Guild Wars 2 Monitored All Running Process in Order To Ban Users

Source: ArenaNet

While nobody likes a cheater in online games, sometimes how a company monitors and bans cheaters can go wrong. Such is the case with a recent ban fest unleashed by ArenaNet for their Guild Wars 2 game, which used a program that monitored all processes running on a computer for blacklisted programs.

It all started on April 12th when Chris Cleary, the Fraud, Risk, Analytics and Game Security Lead for ArenaNet, posted on Twitter some comments that are now known to be related to ArenaNet beginning their mass ban. These tweets have since been removed, but you can see an image below that someone posted to Reddit.

Deleted Tweets
Source: Reddit

The last tweet Cleary references is a post in the ArenaNet forums titled “Game Accounts Suspended – April 12, 2018‘, where ArenaNet detailed how they banned 1,583 accounts for the “use of illicit third-party software”. This post goes on to say that the accounts were banned for breaking the Guild Wars 2 User Agreement and their Rules of Conduct.

These rules include not attempting to “interfere with, hack into, or decipher any transmissions to or from the servers running Guild Wars 2″, “exploit any bug”, or “use any third-party program” in regards to Guild War. Those users who were caught during the banwave had their accounts suspended for 6 months and ArenaNet stated they would not be “accepting appeals about these account suspensions.”

It’s never good to ban a reverser

The problem is that one of the people who they caught in this net of bans is a well known security researcher and reverse engineer named Fabian Wosar.

When he logged into his Guild Wars 2 account and discovered a message stating that he was banned for modifying or tampering with Guild Wars 2, he immediately became suspicious and started poking around.

Ban Message Shown to Suspended Users

In a Reddit post, Fabian outlines how he discovered that Guild Wars 2 introduced a “client-side spy component” on March 6th, 2018 which was used to monitor all of the processes running on a computer. While running, MD5 hashes for the running processes were computed and compared to a list of MD5 hashes of blacklisted programs. If their was a match, this information was sent back to ArenaNet’s servers.

Those who were running these offending programs were subsequently banned due to this process. This program was then removed on March 27th, so anyone who was banned in this round probably got caught using a blacklisted process during that timeframe.

In Fabian’s case, he was quite surprised as he was not using any of the running programs in relation to Guild Wars 2. Instead, one of the programs detected was running because he uses it for security research.

“Cheat Engine is a memory debugger that I use for quick memory inspection and tinkering” – Fabian Wosar

Obviously, Fabian and many other users felt violated by the fact that ArenaNet was monitoring processes on their computer without their knowledge.
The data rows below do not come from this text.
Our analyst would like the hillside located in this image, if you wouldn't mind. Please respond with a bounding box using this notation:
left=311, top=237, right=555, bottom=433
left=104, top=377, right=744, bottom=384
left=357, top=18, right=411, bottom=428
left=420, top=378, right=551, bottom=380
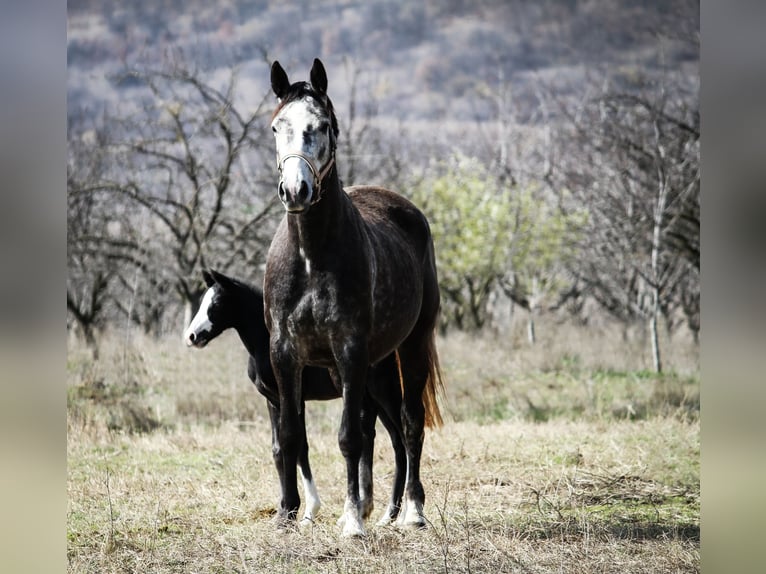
left=68, top=0, right=699, bottom=121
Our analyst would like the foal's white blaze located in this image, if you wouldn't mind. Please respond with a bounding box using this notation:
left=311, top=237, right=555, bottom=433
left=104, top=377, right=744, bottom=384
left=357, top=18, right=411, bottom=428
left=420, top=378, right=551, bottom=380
left=301, top=476, right=322, bottom=524
left=184, top=287, right=214, bottom=347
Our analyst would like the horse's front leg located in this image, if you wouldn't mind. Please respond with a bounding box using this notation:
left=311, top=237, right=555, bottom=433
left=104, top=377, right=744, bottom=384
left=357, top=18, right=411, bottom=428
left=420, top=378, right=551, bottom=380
left=271, top=345, right=306, bottom=523
left=335, top=342, right=368, bottom=536
left=298, top=403, right=322, bottom=525
left=359, top=391, right=378, bottom=520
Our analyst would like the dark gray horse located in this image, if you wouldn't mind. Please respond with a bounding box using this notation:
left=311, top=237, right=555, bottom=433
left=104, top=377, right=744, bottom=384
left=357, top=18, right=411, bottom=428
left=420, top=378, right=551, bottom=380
left=264, top=59, right=442, bottom=536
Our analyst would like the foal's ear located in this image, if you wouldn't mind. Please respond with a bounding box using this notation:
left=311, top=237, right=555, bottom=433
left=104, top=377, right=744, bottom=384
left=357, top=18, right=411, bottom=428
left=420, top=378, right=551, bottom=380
left=271, top=60, right=290, bottom=100
left=309, top=58, right=327, bottom=94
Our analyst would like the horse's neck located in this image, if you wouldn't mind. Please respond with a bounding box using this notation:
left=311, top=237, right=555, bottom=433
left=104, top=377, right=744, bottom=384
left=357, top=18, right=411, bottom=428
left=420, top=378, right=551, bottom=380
left=234, top=287, right=269, bottom=357
left=294, top=170, right=353, bottom=260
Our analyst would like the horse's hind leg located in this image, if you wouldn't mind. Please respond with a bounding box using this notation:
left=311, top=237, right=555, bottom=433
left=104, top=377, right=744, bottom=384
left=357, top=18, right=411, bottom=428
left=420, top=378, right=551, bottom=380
left=359, top=392, right=378, bottom=520
left=333, top=337, right=369, bottom=537
left=377, top=404, right=407, bottom=526
left=396, top=335, right=436, bottom=528
left=368, top=353, right=407, bottom=526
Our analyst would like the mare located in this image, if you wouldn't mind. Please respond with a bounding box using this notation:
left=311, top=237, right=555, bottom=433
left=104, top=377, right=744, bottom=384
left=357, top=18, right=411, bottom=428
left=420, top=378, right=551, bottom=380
left=263, top=59, right=443, bottom=536
left=183, top=270, right=406, bottom=523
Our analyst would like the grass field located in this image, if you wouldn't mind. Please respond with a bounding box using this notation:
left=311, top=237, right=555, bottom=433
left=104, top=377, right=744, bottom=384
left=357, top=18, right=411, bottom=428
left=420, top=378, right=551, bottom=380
left=67, top=326, right=700, bottom=573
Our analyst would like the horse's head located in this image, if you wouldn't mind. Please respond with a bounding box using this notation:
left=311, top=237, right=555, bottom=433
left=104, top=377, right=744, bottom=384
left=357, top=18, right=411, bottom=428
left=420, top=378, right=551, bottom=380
left=271, top=59, right=338, bottom=213
left=184, top=270, right=238, bottom=349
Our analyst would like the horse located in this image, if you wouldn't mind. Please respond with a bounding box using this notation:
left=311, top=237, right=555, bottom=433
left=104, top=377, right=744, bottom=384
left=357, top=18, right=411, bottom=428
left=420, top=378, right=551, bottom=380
left=263, top=59, right=444, bottom=536
left=183, top=269, right=406, bottom=525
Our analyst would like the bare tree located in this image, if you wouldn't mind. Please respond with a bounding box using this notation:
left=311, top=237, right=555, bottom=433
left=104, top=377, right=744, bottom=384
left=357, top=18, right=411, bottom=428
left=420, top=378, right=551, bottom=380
left=560, top=76, right=700, bottom=371
left=69, top=59, right=276, bottom=338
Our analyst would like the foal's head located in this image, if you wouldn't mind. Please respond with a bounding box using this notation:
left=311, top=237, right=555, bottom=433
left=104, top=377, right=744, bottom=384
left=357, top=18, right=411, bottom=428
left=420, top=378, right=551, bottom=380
left=184, top=270, right=241, bottom=348
left=271, top=59, right=338, bottom=213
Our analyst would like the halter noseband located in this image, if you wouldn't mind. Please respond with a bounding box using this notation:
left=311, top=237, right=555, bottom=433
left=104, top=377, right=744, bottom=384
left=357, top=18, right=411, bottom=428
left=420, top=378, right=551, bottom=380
left=277, top=149, right=335, bottom=205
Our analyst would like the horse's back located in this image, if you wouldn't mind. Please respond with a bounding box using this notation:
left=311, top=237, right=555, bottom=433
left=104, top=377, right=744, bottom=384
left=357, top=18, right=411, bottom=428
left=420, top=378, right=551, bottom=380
left=345, top=185, right=431, bottom=254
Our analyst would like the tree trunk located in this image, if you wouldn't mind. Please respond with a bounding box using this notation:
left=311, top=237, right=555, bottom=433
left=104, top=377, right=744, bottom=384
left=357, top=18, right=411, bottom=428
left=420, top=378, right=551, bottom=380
left=649, top=287, right=662, bottom=373
left=527, top=309, right=537, bottom=345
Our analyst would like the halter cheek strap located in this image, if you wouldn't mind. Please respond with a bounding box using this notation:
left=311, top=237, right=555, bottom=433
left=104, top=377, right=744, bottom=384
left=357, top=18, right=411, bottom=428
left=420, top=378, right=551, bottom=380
left=277, top=150, right=335, bottom=205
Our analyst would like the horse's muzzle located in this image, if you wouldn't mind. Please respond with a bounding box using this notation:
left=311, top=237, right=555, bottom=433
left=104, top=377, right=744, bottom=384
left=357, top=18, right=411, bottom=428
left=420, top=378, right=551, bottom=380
left=277, top=181, right=313, bottom=213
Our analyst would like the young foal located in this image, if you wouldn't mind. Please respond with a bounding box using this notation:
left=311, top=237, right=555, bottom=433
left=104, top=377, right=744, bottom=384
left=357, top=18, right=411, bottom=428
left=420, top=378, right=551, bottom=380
left=184, top=270, right=406, bottom=522
left=264, top=59, right=442, bottom=536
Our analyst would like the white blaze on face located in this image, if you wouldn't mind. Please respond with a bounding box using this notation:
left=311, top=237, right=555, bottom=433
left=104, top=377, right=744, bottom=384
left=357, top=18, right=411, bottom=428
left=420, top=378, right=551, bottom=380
left=271, top=98, right=330, bottom=206
left=184, top=287, right=215, bottom=347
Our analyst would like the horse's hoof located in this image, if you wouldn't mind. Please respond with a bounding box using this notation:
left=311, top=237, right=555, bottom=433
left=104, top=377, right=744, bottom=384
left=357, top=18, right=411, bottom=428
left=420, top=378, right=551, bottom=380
left=341, top=520, right=367, bottom=538
left=272, top=514, right=297, bottom=532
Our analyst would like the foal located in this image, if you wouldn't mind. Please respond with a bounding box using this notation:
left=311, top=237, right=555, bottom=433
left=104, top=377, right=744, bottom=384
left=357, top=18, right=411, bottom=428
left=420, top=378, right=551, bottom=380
left=184, top=270, right=406, bottom=523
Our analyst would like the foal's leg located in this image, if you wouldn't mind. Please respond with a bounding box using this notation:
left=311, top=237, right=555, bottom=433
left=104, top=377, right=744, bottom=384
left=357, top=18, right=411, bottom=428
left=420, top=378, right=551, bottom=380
left=333, top=340, right=368, bottom=536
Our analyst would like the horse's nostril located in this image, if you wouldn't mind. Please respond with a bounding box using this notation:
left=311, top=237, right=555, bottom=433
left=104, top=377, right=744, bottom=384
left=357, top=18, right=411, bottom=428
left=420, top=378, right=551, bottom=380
left=298, top=181, right=309, bottom=205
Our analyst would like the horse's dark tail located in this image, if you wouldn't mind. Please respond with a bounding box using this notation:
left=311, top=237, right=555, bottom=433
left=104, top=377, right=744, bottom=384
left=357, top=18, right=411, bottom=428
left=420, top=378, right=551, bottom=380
left=423, top=329, right=444, bottom=428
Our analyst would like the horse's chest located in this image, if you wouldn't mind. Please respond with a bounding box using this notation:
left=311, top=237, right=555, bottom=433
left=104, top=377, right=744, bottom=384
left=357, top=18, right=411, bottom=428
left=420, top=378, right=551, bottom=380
left=285, top=290, right=337, bottom=347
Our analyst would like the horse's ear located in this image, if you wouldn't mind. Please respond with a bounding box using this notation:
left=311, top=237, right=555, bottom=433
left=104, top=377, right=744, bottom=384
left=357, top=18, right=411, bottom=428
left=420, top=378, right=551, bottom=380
left=271, top=60, right=290, bottom=100
left=309, top=58, right=327, bottom=94
left=210, top=269, right=234, bottom=289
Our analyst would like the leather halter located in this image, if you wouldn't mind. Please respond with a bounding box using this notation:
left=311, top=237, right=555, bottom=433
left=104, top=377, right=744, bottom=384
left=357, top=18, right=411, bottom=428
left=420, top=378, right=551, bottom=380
left=277, top=149, right=335, bottom=205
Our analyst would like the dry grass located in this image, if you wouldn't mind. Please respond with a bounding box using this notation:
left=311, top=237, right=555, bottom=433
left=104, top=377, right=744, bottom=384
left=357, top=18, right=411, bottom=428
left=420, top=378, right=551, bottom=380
left=67, top=326, right=699, bottom=573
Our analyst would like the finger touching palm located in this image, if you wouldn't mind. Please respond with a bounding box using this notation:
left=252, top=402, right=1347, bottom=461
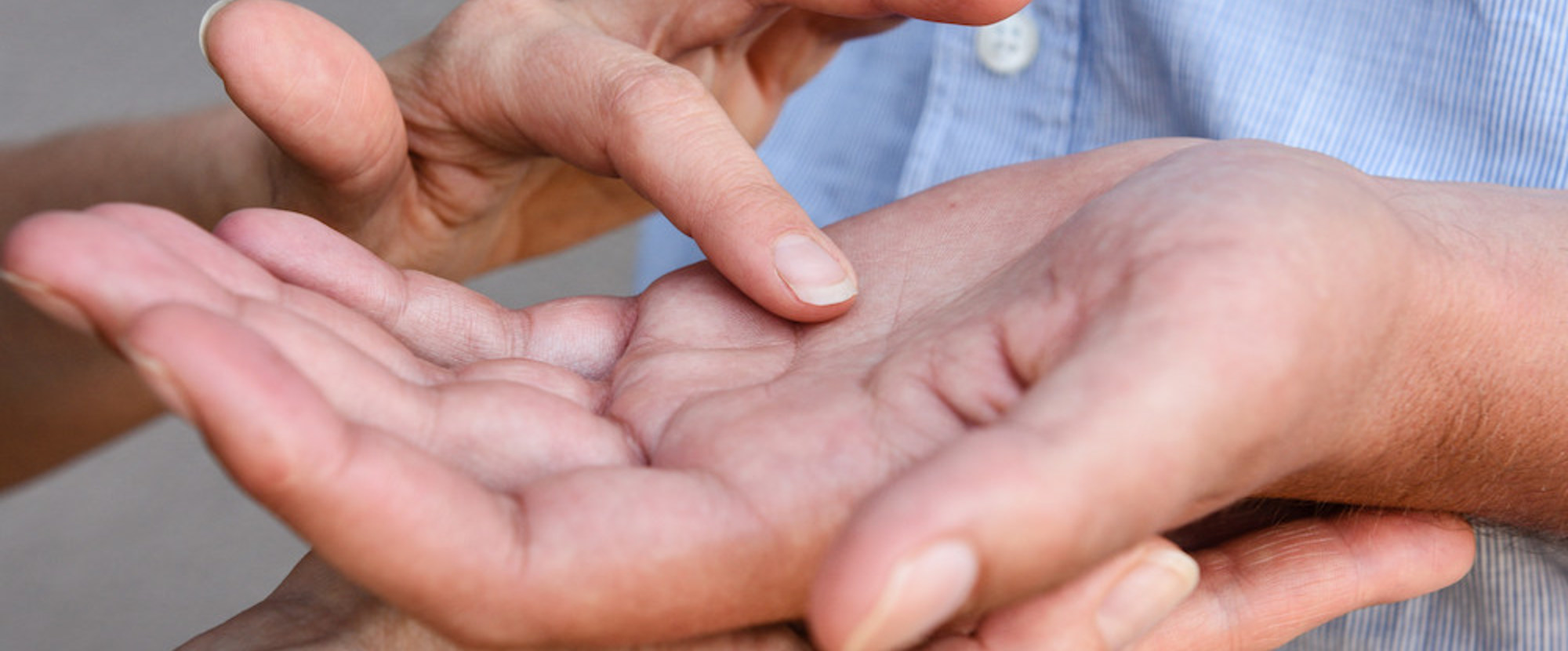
left=6, top=141, right=1468, bottom=648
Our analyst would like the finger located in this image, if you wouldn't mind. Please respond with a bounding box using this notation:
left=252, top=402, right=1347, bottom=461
left=762, top=0, right=1027, bottom=25
left=927, top=511, right=1475, bottom=651
left=400, top=5, right=855, bottom=320
left=916, top=538, right=1207, bottom=651
left=814, top=303, right=1348, bottom=651
left=114, top=306, right=605, bottom=646
left=8, top=205, right=437, bottom=387
left=1137, top=511, right=1475, bottom=651
left=201, top=0, right=409, bottom=226
left=215, top=210, right=632, bottom=380
left=5, top=204, right=276, bottom=340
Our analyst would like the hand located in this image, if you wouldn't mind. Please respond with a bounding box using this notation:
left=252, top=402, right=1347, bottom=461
left=202, top=0, right=1022, bottom=320
left=180, top=511, right=1465, bottom=651
left=179, top=554, right=811, bottom=651
left=6, top=143, right=1486, bottom=648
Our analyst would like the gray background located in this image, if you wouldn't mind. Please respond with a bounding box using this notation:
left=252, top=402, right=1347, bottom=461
left=0, top=0, right=633, bottom=651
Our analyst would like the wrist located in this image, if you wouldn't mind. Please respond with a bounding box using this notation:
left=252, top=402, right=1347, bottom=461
left=1305, top=179, right=1568, bottom=530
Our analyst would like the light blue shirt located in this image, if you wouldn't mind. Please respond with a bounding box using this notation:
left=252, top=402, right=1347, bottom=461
left=638, top=0, right=1568, bottom=651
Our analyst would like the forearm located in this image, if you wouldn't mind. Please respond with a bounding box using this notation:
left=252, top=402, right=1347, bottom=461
left=0, top=108, right=268, bottom=488
left=1276, top=182, right=1568, bottom=533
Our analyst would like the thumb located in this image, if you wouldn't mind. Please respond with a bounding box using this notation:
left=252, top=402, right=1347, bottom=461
left=201, top=0, right=408, bottom=212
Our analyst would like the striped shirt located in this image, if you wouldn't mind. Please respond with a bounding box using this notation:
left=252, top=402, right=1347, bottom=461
left=638, top=0, right=1568, bottom=651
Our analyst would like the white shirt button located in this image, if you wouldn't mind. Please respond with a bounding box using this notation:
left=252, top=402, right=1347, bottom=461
left=975, top=6, right=1040, bottom=77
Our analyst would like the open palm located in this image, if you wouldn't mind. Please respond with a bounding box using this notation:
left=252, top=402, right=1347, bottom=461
left=6, top=141, right=1468, bottom=646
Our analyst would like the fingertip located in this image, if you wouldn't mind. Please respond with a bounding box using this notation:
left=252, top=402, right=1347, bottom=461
left=196, top=0, right=235, bottom=67
left=773, top=232, right=859, bottom=315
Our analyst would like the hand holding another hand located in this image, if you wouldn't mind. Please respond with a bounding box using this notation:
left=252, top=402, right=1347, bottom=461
left=202, top=0, right=1021, bottom=322
left=6, top=141, right=1493, bottom=651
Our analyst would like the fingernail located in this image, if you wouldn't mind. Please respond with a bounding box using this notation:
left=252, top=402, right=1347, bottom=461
left=0, top=271, right=93, bottom=333
left=844, top=543, right=980, bottom=651
left=1094, top=546, right=1198, bottom=649
left=196, top=0, right=234, bottom=69
left=119, top=342, right=191, bottom=420
left=773, top=234, right=856, bottom=306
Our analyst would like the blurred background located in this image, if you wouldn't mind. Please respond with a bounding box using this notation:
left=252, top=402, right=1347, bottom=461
left=0, top=0, right=635, bottom=651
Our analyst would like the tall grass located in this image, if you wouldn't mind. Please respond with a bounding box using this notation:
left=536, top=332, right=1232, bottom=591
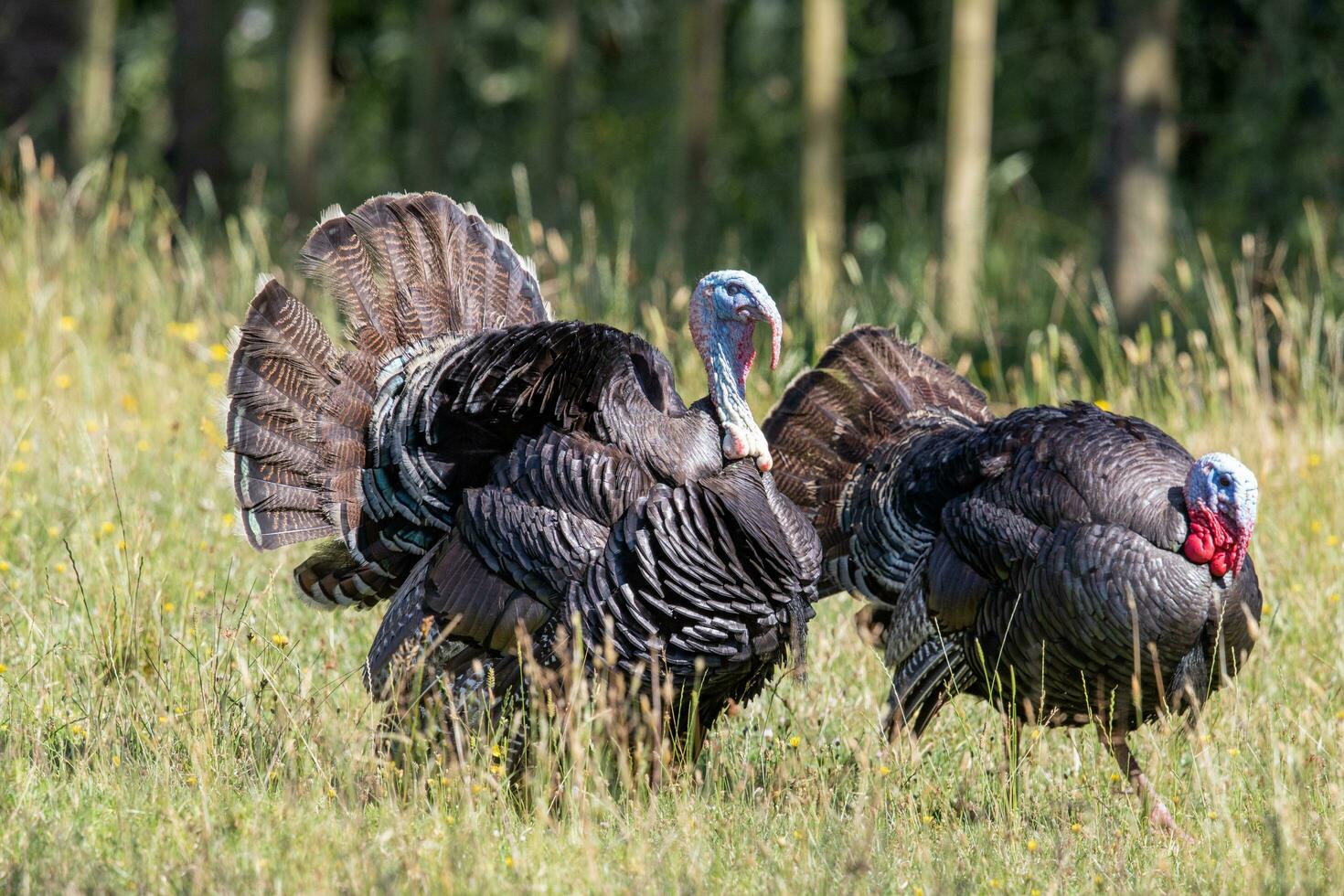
left=0, top=140, right=1344, bottom=893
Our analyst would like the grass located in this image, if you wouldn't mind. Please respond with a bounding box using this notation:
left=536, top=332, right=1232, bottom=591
left=0, top=145, right=1344, bottom=893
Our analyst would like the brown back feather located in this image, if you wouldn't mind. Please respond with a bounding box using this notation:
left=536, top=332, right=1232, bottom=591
left=762, top=326, right=993, bottom=547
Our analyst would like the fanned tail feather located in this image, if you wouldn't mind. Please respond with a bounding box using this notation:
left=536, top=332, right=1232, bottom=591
left=226, top=194, right=549, bottom=606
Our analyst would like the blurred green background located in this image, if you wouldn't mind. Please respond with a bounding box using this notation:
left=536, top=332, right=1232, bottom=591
left=0, top=0, right=1344, bottom=361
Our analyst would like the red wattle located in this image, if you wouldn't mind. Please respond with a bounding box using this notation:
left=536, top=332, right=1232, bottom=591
left=1186, top=528, right=1213, bottom=563
left=1181, top=504, right=1246, bottom=578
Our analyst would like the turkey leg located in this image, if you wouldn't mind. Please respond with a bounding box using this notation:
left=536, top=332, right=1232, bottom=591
left=1098, top=727, right=1195, bottom=842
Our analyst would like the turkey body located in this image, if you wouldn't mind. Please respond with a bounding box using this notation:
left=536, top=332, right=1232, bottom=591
left=763, top=328, right=1261, bottom=752
left=229, top=195, right=820, bottom=752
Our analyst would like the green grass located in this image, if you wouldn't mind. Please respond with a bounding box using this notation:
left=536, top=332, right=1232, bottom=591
left=0, top=150, right=1344, bottom=893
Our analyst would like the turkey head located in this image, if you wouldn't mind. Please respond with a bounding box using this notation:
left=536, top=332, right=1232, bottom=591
left=1181, top=453, right=1259, bottom=578
left=691, top=270, right=784, bottom=473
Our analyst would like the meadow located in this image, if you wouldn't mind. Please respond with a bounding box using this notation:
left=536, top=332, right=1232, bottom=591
left=0, top=144, right=1344, bottom=895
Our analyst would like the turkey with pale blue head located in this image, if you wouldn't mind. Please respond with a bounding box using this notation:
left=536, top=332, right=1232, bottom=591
left=227, top=194, right=820, bottom=751
left=763, top=326, right=1261, bottom=830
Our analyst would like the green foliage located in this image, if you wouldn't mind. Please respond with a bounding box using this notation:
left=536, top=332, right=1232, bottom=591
left=0, top=145, right=1344, bottom=893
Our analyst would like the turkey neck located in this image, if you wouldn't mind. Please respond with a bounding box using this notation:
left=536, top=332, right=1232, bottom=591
left=703, top=321, right=761, bottom=448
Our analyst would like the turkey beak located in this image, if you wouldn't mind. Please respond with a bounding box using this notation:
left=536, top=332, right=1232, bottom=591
left=747, top=292, right=784, bottom=371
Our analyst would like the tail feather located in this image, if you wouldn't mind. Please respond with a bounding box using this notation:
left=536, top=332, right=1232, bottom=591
left=298, top=212, right=398, bottom=357
left=887, top=634, right=975, bottom=739
left=762, top=326, right=992, bottom=555
left=224, top=280, right=336, bottom=549
left=226, top=194, right=549, bottom=606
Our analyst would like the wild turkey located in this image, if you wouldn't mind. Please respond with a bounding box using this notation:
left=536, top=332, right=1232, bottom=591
left=763, top=326, right=1261, bottom=830
left=227, top=194, right=820, bottom=763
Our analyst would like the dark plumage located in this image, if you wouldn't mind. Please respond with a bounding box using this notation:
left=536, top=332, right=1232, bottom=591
left=229, top=195, right=820, bottom=763
left=763, top=328, right=1261, bottom=825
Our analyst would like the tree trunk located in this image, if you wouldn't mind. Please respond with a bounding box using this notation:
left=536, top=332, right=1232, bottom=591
left=410, top=0, right=453, bottom=191
left=534, top=0, right=580, bottom=223
left=672, top=0, right=723, bottom=267
left=168, top=0, right=229, bottom=206
left=285, top=0, right=331, bottom=215
left=1104, top=0, right=1179, bottom=329
left=803, top=0, right=846, bottom=344
left=69, top=0, right=117, bottom=166
left=940, top=0, right=997, bottom=337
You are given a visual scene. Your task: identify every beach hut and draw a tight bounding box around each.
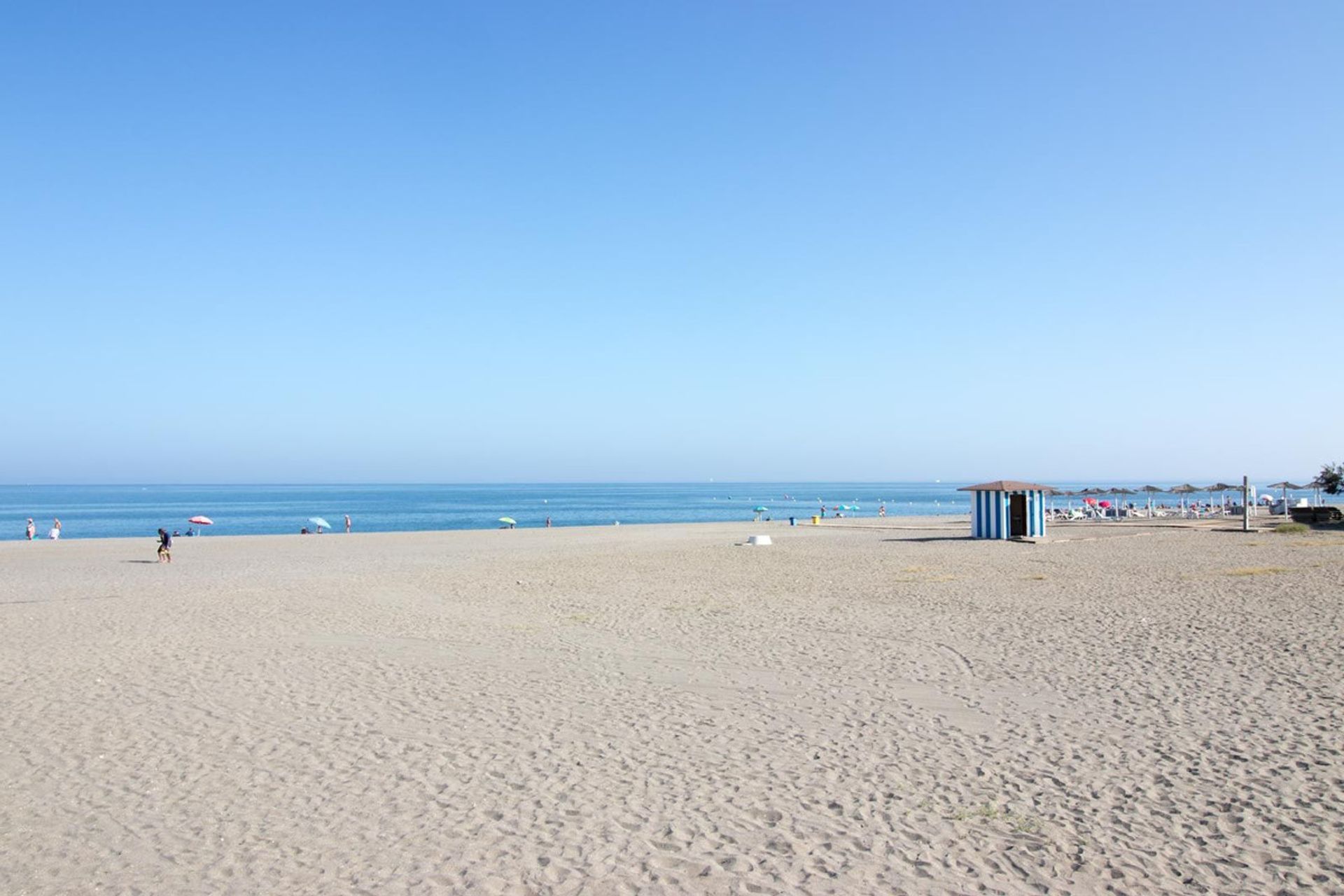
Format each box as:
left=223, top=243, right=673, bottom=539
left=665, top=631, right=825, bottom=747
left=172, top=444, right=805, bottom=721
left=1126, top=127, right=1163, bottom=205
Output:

This type of spyware-like behavior is definitely not one would have expected from a well known and liked game like Guild Wars.

Furthermore, if you can get past the fact that they were monitoring your processes, Fabian told Bleeping Computer that instead of just checking to see if the blacklisted programs were running, they could have checked to see if they were actually using these programs to cheat in Guild Wars 2 as outlined below.

“In case of MMOMINION they can check for the code that they inject into Guild Wars 2. No need to scan anything external. MMOMINION does remove its DLL from the list of loaded modules, but that doesn’t stop you from just looking for their mappings and detect those.

In case of Cheat Engine, they could simply obtain the list of all open handles of the process and see if it has the Guild Wars 2 process opened, which would indicate that Cheat Engine is attached to it.” – Fabian Wosar

Using the above method would have reduced the risk of banning people using the programs for tasks unrelated to Guild Wars 2.

ArenaNet Admits it banned users who were running certain programs

On April 14th, ArenaNet added a new post to their ban topic stating that “they targeted programs that allow players to cheat and gain unfair gameplay advantages, even if those programs have other, more benign uses.”. The list of programs that were targeted are:

  • CheatEngine
  • Nabster
  • GW2MHRexe
  • UNF
  • MMOMINION

ArenaNet ‘s User Agreement includes a section that states that they may conduct this type of behavior in order to determine a user is in compliance.

Guild Wars 2 User Agreement
Guild Wars 2 User Agreement

Unfortunately, this announcement further infuriated users who felt like they were collateral damage as there was no apology for their program’s spyware-like behavior and that ArenaNet appeared to not care that some people were suspended for no good reason.

“I just think they overstepped what is and isn’t okay. They openly admitted that they banned users who had programs running, that had other uses besides cheating, and they simply don’t care about it.” – Fabian Wosar

Others on Reddit are fired up as well, with one user having allegedly called FTC regarding these bans.

Bleeping Computer has contacted ArenaNet with questions regarding these bans, but had not heard back by the time of this article’s publication.